Now he’s back at it, and even the military doesn’t want it. The plan
calls for phony stories, translated into different languages, and
disseminated through the foreign media. Now, we’ve been doing this
for a long time in countries we are fighting, but the new plans are
to strategically disinform neutral and even allied countries. The
natural effect, of course, aside from flushing any vestigial US credibility
down the toilet, will be that these propaganda stories will seep almost
immediately into the press here—internet and all that, you know.
The
New York Times article that broke the story, by Thom Shanker
and Eric Schmitt, says that “Critics of the proposals say such deceptive
missions could shatter the Pentagon's credibility, leaving the American
public and a world audience skeptical of anything the Defense Department
and military say - a repeat of the credibility gap that roiled America
during the Vietnam War.” As if there were no such credibility gap
in existence today. In truth, while there is debate as to whether
to engage in lying campaigns in other nations, there is no doubt that
they have been practicing on home turf for years, and a necessary
consequence of that is diminished credibility. Who the hell believes
these guys anyway? After all the lies, from Tonkin to Grenada to Libya
to Kuwait, from WMD to Pat Tillman, who is left out there that doesn’t
know the media crap-cannon kicks into overdrive during war? Who doesn’t
know that?
Unfortunately,
a lot of you. People notice and remember the lie, which hits front
pages with explosive headlines and incessant repetition on cable news,
but the eventual retraction is drawn out, quiet, and receives little
attention. The recent revelations about Tillman’s death by friendly
fire and the subsequent market-friendly cover story made the papers,
but not the TV. The sinister 1991 story from the Gulf War about Iraqis
ripping babies from incubators, made up by an American PR firm, penetrated
our national consciousness so deeply that it is repeated whole and
uncorrected in a 2002 HBO movie “Live From Baghdad.” You probably
still believe it.
No
one ever get charged for these lies. Nobody is held accountable. And
you’re probably comfortable with that. If there’s one thing we’ve
learned from this grand failed experiment, it’s that, given the choice
between the cold truth and a friendlier lie, the majority will always
choose the lie. We are benevolent; the enemy is evil. Freedom is on
the march. You know the drill.
WMD.
Jessica Lynch. Mission Accomplished. Pat Tillman. Liberation. All
lies. Not mistakes, lies. Americans choose the lie every day. And
why shouldn’t they? The truth is a stark void of insecurity, relativity,
and struggle—who the hell wants that? Why on earth would anyone eschew
the joys of patriotism and laser-white teeth to stare, horrified,
at the dreadful depravity our denial enables, with full knowledge
that to fight it is utterly futile? Maybe there’s something wrong
with me. After all, it’s a hollow victory to be able to say
to the guy next to you, as you’re being led into a concentration camp,
“I knew this was going to happen.” I think I’d really rather be the
guy saying, “Oh really?
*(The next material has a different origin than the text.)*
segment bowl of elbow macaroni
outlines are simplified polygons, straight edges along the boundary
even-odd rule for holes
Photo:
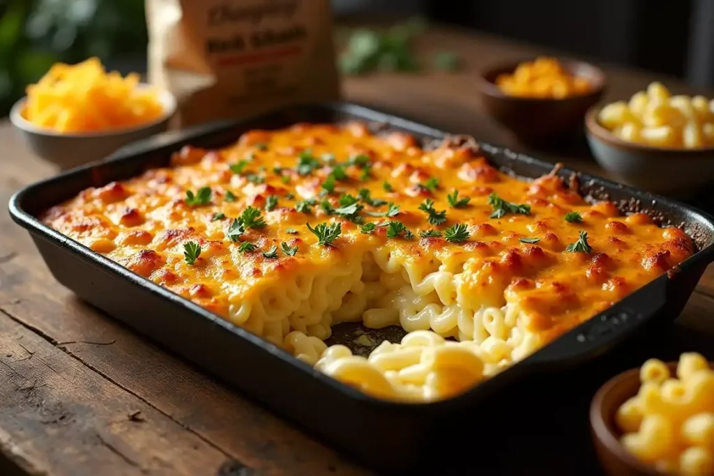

I was too busy watching DVDs in my Escalade
and licking champagne off of my girlfriends.”
I
really do hope that the government moves further toward a stated public
policy of lying. It can only propel us toward a better understanding
of the most important truth, that we don’t know shit, and can’t trust
the media to let us know when we should be really pissed about something
(other than particularly brutal individual crimes involving pregnant
white women). The best effect of a psy-ops media will be that, eventually,
no one will believe anything, except the very worst baboons of us
all. For example, from the same Times article I mentioned previously:
“Mr. Di Rita, the Pentagon spokesman, says that even though the government
is wrestling with these issues, the standard is still to tell to the
truth.”
But
that’s exactly what he would say if he were lying.